В 1960 году ей было под тридцать; уже не юная талантливая студентка, которую ждет блестящее будущее, а почти сложившаяся художница, она была в полной растерянности. В этом состоянии душевной смуты она в 1960 году написала картину «Розовый пейзаж». Это была попытка поэкспериментировать с идеями Сёра о взаимодействии цвета и сюжета. Работа получилась неплохая, но не очень оригинальная. Глядя на это полотно, не скажешь: «Вот типичная Бриджет Райли». В этот период художница чувствовала, что мир вокруг нее рушится: и в творчестве, и в личной жизни ее преследовали сплошные неудачи. Она наверняка подумывала, не бросить ли ей живопись.


Бриджет Райли. «Розовый пейзаж», 1960

Но она ее не бросила и продолжила свою борьбу, решив начать все заново. Если предыдущие десять лет Бриджет писала исключительно яркими красками, то теперь настроение у нее было мрачнее некуда. Пришло время плана Б.

Под влиянием личных переживаний она покрыла холст черной краской. Это было нечто вроде послания «одному человеку о том, что произошло. Ничего абсолютного не существует, и не надо делать вид, что черное – это белое». Впрочем, она понимала: ее черное полотно никому ни о чем не говорит. Но, может, все изменится, если она разбавит эту черноту кое-какими идеями, занимавшими ее последние десять лет? Что, если воспользоваться некоторыми элементами прежних «провалов»? Вдруг они сработают?

В искусстве автор либо плагиатор, либо революционер.

Поль Гоген

Сезанн настаивал на необходимости связной композиции, Сёра развивал теорию о четких границах цвета, Ван Гог был приверженцем резких контрастов. Бриджет Райли умела добиваться похожих эффектов, но никогда не использовала их в абстрактной живописи. Она вернулась к покрытому черной краской холсту, но на сей раз добавила новую деталь: на треть выше нижней кромки полотна провела горизонтальную белую полосу. Нижняя граница полосы была безупречно ровной, будто вычерченной по линейке, а вот сверху художница поместила асимметричную волнистую линию, заметно расширяющуюся от центра к краям. Получились три отдельные, контрастирующие одна с другой формы, уравновешенные композицией. Этим простым, но эффективным способом автор показывает нам изменчивую, динамичную природу трех видов отношений: пространства, формы и людей друг с другом. Их напряженное взаимодействие находит отражение в названии картины – «Поцелуй» (1961).

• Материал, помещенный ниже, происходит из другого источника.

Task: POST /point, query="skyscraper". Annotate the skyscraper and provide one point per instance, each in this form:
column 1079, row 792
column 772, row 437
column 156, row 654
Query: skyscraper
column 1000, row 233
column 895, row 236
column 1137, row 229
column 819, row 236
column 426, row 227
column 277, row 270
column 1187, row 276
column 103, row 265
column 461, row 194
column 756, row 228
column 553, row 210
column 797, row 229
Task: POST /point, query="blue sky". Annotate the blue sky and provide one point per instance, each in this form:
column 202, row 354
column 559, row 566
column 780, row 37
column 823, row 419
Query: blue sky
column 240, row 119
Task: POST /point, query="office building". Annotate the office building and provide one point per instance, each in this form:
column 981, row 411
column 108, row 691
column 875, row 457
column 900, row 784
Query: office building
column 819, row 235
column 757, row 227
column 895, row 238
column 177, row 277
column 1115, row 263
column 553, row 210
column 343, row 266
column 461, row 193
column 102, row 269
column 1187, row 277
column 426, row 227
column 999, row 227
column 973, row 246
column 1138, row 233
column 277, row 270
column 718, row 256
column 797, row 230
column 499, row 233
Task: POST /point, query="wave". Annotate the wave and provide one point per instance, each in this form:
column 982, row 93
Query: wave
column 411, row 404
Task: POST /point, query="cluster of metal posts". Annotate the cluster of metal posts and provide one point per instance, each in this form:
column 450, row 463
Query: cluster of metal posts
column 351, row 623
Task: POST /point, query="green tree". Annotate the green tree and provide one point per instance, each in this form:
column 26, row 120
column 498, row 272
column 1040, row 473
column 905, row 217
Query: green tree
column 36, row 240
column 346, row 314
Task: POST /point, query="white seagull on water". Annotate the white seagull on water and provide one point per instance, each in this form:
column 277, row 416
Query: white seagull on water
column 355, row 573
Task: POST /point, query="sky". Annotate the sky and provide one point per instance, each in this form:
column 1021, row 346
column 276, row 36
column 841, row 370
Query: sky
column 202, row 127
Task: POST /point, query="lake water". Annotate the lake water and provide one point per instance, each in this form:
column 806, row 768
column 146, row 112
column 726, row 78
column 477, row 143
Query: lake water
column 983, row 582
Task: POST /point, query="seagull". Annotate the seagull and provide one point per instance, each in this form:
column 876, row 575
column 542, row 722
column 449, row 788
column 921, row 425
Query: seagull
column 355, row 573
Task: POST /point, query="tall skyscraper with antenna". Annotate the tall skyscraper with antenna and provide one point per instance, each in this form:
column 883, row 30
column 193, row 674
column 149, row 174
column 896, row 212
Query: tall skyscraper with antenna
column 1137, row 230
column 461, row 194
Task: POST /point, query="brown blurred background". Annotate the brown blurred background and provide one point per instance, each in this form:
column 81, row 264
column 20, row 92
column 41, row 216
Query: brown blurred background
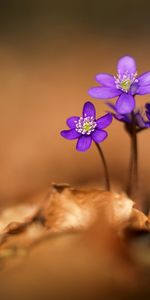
column 50, row 52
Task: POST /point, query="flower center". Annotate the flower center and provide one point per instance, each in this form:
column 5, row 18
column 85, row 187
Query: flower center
column 124, row 81
column 85, row 125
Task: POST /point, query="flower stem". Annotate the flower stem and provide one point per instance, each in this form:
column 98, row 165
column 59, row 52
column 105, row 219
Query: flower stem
column 133, row 169
column 107, row 179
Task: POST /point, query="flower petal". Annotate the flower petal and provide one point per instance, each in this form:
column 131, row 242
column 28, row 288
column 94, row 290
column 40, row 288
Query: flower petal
column 89, row 110
column 104, row 92
column 144, row 79
column 104, row 121
column 125, row 104
column 139, row 120
column 71, row 134
column 122, row 118
column 71, row 122
column 84, row 143
column 126, row 64
column 111, row 105
column 99, row 135
column 147, row 106
column 143, row 90
column 148, row 115
column 106, row 79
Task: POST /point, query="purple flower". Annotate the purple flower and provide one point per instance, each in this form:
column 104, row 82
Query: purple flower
column 125, row 85
column 87, row 128
column 147, row 106
column 139, row 117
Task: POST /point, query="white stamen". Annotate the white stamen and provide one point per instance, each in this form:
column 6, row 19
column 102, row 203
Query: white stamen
column 85, row 125
column 124, row 81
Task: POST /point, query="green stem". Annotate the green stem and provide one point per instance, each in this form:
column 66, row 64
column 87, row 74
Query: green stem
column 107, row 179
column 133, row 169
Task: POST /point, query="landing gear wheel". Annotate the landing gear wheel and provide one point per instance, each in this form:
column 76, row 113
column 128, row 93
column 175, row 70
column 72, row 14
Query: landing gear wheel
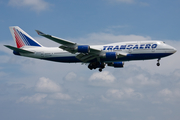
column 158, row 64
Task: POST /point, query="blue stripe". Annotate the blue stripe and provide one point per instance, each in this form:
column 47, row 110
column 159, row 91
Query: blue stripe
column 27, row 40
column 72, row 59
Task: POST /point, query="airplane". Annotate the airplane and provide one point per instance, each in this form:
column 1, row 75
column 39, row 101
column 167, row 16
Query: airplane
column 96, row 56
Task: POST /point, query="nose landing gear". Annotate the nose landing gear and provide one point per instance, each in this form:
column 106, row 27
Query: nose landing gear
column 158, row 64
column 95, row 65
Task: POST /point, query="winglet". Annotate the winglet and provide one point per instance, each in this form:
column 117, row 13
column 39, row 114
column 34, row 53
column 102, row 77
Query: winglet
column 39, row 32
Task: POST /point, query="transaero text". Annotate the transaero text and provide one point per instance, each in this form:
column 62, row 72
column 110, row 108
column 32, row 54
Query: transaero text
column 120, row 47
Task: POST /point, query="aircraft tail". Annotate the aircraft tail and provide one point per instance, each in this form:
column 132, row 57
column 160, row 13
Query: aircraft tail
column 22, row 39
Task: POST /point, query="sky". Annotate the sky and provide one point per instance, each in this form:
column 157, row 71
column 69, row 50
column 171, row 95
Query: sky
column 44, row 90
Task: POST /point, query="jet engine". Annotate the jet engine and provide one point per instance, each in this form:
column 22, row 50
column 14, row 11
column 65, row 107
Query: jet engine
column 109, row 55
column 116, row 64
column 83, row 48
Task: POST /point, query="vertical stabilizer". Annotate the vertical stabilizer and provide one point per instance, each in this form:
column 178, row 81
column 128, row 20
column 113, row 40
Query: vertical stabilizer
column 21, row 38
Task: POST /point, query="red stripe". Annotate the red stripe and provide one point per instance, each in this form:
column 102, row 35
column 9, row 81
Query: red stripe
column 19, row 42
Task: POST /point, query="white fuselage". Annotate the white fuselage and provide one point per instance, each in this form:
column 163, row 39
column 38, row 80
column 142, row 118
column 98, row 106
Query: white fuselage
column 135, row 50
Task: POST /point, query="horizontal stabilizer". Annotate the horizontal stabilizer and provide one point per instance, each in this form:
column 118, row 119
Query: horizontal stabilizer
column 17, row 49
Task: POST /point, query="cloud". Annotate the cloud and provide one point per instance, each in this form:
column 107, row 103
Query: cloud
column 46, row 85
column 121, row 94
column 105, row 76
column 60, row 96
column 33, row 99
column 169, row 95
column 35, row 5
column 141, row 79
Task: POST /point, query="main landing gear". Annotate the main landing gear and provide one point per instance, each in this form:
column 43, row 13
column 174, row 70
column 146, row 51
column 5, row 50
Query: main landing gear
column 158, row 64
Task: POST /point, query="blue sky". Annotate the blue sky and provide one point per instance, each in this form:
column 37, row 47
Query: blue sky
column 43, row 90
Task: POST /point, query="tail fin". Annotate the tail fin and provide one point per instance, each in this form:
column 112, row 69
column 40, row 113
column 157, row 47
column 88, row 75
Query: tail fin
column 21, row 38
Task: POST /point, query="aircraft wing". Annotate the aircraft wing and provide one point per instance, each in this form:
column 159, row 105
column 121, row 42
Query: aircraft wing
column 17, row 49
column 72, row 48
column 56, row 39
column 66, row 45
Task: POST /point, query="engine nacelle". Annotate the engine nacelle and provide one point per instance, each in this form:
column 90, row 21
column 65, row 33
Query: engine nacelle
column 83, row 48
column 111, row 55
column 116, row 64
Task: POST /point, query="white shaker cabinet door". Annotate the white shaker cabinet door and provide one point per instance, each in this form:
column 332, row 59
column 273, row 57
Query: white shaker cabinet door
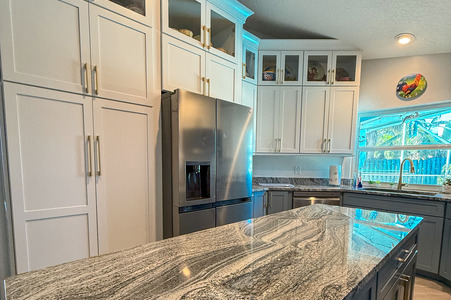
column 342, row 119
column 121, row 56
column 124, row 174
column 314, row 119
column 222, row 76
column 183, row 66
column 45, row 43
column 290, row 119
column 52, row 190
column 267, row 119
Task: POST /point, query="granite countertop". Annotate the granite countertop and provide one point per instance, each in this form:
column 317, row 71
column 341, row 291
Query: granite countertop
column 315, row 252
column 346, row 188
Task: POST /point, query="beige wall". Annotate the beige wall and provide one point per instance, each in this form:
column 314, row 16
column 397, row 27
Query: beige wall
column 380, row 77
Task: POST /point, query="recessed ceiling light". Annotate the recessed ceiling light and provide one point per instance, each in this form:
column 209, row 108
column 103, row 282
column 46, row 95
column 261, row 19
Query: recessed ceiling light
column 404, row 38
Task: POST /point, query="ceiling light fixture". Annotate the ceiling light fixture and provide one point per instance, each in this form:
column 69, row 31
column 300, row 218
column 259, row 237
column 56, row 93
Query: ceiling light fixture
column 404, row 38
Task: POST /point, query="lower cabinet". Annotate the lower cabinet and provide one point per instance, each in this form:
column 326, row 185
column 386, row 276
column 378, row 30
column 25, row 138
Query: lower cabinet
column 80, row 174
column 445, row 262
column 279, row 201
column 259, row 204
column 431, row 229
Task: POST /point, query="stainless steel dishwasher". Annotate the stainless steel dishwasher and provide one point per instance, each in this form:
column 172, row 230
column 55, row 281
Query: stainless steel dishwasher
column 308, row 198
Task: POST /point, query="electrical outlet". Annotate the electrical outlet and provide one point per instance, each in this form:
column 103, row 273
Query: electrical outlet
column 297, row 170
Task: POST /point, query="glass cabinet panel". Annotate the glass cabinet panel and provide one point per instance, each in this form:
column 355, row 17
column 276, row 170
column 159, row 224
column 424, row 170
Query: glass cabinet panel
column 137, row 6
column 269, row 66
column 317, row 68
column 250, row 64
column 346, row 66
column 185, row 17
column 291, row 68
column 222, row 36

Бриджет Райли. «Поцелуй», 1961

Бриджет Райли обрела свой голос в искусстве и следующие шесть лет всю свою творческую энергию направляла на создание абстрактных черно-белых композиций. Подобно Эдисону, жившему в XIX веке, Райли теперь иначе воспринимала свои прежние работы: то были не провалы, а этапы пути.

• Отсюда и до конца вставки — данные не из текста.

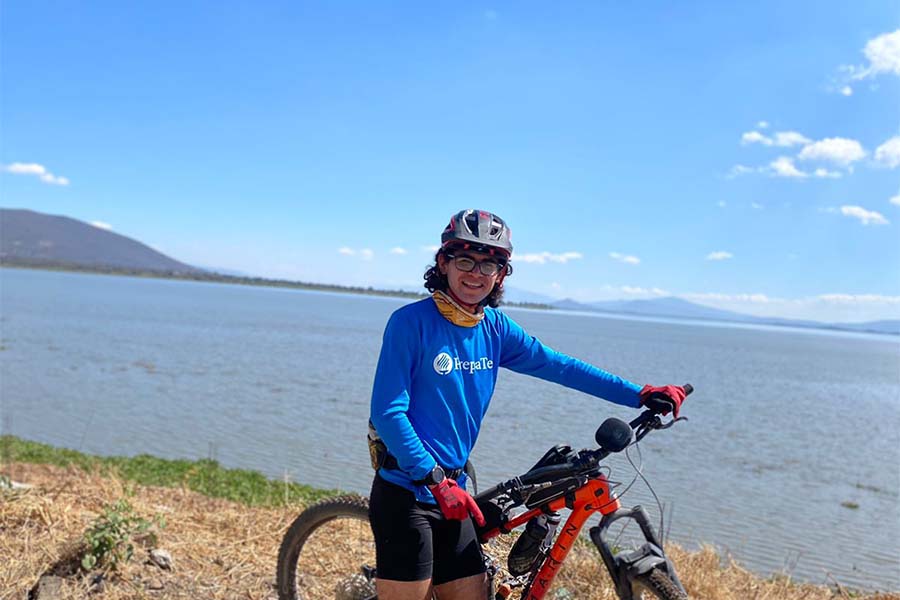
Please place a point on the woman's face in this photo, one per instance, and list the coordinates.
(470, 287)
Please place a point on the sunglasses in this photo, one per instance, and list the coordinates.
(467, 264)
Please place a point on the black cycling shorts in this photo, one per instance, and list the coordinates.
(414, 542)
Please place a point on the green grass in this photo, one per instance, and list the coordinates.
(203, 476)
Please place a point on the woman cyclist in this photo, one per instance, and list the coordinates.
(436, 373)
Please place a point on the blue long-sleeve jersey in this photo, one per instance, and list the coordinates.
(435, 380)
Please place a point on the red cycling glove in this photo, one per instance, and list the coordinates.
(661, 399)
(455, 502)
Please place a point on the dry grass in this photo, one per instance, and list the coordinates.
(224, 550)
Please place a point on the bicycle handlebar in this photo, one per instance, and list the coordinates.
(567, 469)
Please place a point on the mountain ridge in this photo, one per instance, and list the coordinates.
(30, 238)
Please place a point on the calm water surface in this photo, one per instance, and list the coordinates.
(784, 427)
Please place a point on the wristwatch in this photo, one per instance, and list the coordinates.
(435, 476)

Для целеустремленного творца сама жизнь становится лабораторией. Чем бы он ни занимался, он во всем видит материал для работы. Главное тут – уметь отличить то, что может вам пригодиться, от того, с чем лучше расстаться. Чтобы сделать серьезный шаг вперед, Бриджет Райли пришлось отказаться от очень важного и особенно притягательного для нее компонента живописи – цвета. Это не означало, что в ее работах больше никогда не появится цвет – просто на том этапе творчества он стал для нее препятствием.

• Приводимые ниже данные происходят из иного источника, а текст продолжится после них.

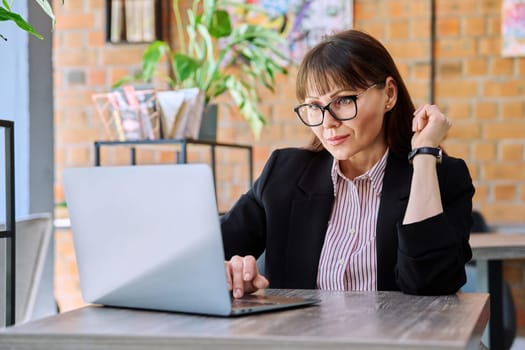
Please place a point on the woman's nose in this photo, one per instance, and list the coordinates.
(329, 121)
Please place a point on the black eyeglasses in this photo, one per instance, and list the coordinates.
(341, 108)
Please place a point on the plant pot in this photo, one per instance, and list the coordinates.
(208, 128)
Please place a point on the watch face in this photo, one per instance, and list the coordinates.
(436, 152)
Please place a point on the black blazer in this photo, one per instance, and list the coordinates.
(286, 213)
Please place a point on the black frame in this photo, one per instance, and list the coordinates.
(158, 21)
(181, 156)
(10, 227)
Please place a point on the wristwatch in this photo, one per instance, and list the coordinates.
(435, 151)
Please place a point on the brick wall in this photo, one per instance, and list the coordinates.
(480, 91)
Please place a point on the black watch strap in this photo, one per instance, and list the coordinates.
(435, 151)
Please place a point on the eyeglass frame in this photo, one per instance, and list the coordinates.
(327, 108)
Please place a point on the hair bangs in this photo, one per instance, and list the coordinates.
(327, 68)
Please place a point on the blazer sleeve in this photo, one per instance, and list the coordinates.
(243, 227)
(432, 253)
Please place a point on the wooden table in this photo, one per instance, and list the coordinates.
(343, 320)
(489, 250)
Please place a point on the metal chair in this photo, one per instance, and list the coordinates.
(33, 234)
(479, 225)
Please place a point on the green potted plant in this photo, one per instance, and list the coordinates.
(7, 15)
(218, 57)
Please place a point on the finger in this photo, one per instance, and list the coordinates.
(260, 282)
(228, 275)
(237, 266)
(250, 268)
(419, 109)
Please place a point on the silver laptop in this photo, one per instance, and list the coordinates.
(149, 237)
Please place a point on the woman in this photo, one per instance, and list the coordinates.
(373, 205)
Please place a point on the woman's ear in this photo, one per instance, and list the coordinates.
(391, 93)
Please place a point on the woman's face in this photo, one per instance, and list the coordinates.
(362, 135)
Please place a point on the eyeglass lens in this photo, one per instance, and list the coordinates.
(342, 108)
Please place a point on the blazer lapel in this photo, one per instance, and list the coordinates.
(309, 215)
(394, 199)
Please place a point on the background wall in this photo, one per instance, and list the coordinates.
(477, 88)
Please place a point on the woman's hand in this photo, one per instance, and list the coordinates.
(243, 276)
(430, 126)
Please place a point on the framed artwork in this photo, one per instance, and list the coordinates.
(304, 22)
(513, 28)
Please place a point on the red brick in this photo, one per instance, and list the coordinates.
(457, 89)
(513, 109)
(504, 171)
(420, 27)
(447, 27)
(96, 39)
(508, 130)
(511, 152)
(505, 192)
(458, 110)
(473, 26)
(486, 110)
(475, 66)
(489, 46)
(454, 7)
(484, 151)
(462, 47)
(97, 77)
(456, 149)
(398, 30)
(501, 66)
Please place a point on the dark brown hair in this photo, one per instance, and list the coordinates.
(356, 60)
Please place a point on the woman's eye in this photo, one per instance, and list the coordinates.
(312, 107)
(344, 100)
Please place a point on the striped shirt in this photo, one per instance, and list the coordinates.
(348, 258)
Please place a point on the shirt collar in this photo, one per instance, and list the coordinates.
(374, 174)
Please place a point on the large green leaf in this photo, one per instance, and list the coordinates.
(6, 15)
(184, 66)
(46, 7)
(151, 58)
(220, 25)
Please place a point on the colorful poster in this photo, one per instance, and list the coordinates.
(304, 22)
(513, 28)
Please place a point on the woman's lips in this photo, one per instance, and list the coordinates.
(336, 140)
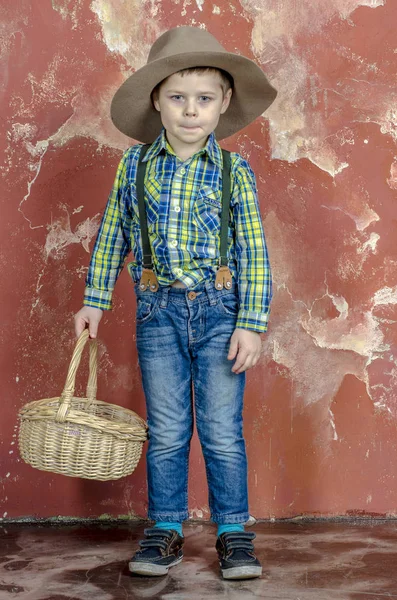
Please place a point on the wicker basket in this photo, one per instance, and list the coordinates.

Впрочем, ее успех означал для нее нечто большее. Или меньшее, это как посмотреть. Как часто бывает в творчестве, решение нашлось в упрощении. Только когда Бриджет обратилась к основе основ, то есть к холсту, покрытому черной краской, она обрела полную ясность сознания и смогла двигаться дальше. Тогда же она обрела главную ценность, дарующую творцу свободу: собственный стиль и свою технику исполнения.

Поиск особого, уникального способа выразить свое видение окружающего мира редко сопровождается легким и скорым успехом. Но если художнику удается его отыскать, у него появляется фундамент, на котором он может создать целый ряд оригинальных произведений. Это убедительно доказал голландский художник-абстракционист Пит Мондриан.

Многие зрители еще с расстояния в десяток метров узнают знаменитые картины этого нидерландца, на которых характерные черные горизонтальные и вертикальные линии образуют квадраты и прямоугольники, закрашенные ярко-синей, красной или желтой краской. В течение тридцати лет он, по существу, писал варианты одной и той же простой композиции. «Голос» Мондриана-живописца отличался особой чистотой – его невозможно спутать ни с чьим другим. Однако и у него реализовался свой план Б.

В творчестве достаточно часто правильным является ответ: будь проще.

До тридцати с небольшим лет Пит Мондриан, как и Бриджет Райли, искал в изобразительном искусстве свой путь. Он писал неплохие, но мрачные пейзажи со старыми корявыми деревьями. Мало кому приходило в голову, что эти произведения созданы современным нидерландским художником.

А кто с ходу назовет имя американца, автора картины «Вашингтон переправляется через Делавэр I» (ок. 1951)? Она принадлежит кисти художника, который позже создал несколько легко узнаваемых, культовых произведений ХХ века, совершенно не похожих на эту посткубистскую, квазисюрреалистическую картину, написанную явно под влиянием Жоана Миро.

Этот художник – Рой Лихтенштейн, представитель поп-арта. Свой волшебный ключик он нашел только десять лет спустя, когда создал «Смотри, Микки» (1961), первую из работ, ставших торговой маркой его комиксов. Что же произошло? Каким образом ему удалось обрести свой голос, не похожий на другие? Откуда у него взялся план Б? Неужели это дело случая?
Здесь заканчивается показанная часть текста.